Inborn errors of
bile acid synthesis can produce life-threatening cholestatic
liver disease (which usually presents in infancy) and progressive neurological disease presenting later in childhood or in adult life. Both types of disease can often be treated very effectively with
bile acid replacement
therapy and it is therefore important to diagnose these disorders as early as possible. The cholestatic disease in infancy is characterised by conjugated hyperbilirubinaemia with raised
transaminases but normal γ-
glutamyl transpeptidase and a biopsy showing a
giant cell hepatitis.
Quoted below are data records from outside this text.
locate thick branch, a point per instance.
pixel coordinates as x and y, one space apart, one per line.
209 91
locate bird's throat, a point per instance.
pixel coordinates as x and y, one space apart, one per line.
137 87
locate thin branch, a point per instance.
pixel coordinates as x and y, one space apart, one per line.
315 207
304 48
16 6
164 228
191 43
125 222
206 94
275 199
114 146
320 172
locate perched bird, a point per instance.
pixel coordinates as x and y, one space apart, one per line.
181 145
There is usually evidence of fat-soluble
vitamin malabsorption. The neurological presentation often includes signs of upper motor neurone damage (
spastic paraparesis). The most useful screening test for many of these disorders is analysis of urinary cholanoids (
bile acids and
bile alcohols); this is usually now achieved by electrospray ionisation tandem mass spectrometry. The disorders that are discussed in this review are: 3β-hydroxysteroid-Δ5-C27-steroid
dehydrogenase deficiency, Δ4-3-oxosteroid 5β-reductase deficiency,
sterol 27-hydroxylase deficiency (cerberotendinous
xanthomatosis, CTX),
oxysterol 7α-hydroxylase deficiency (including one form of hereditary
spastic paraparesis) and the amidation defects,
bile acid-
CoA: aminoacid N-
acyltransferase (BAAT) deficiency and
bile acid-CoA ligase deficiency. The disorders of peroxisome biogenesis and peroxisomal β-oxidation that affect
bile acid synthesis will be covered in the review by Ferdinandusse et al.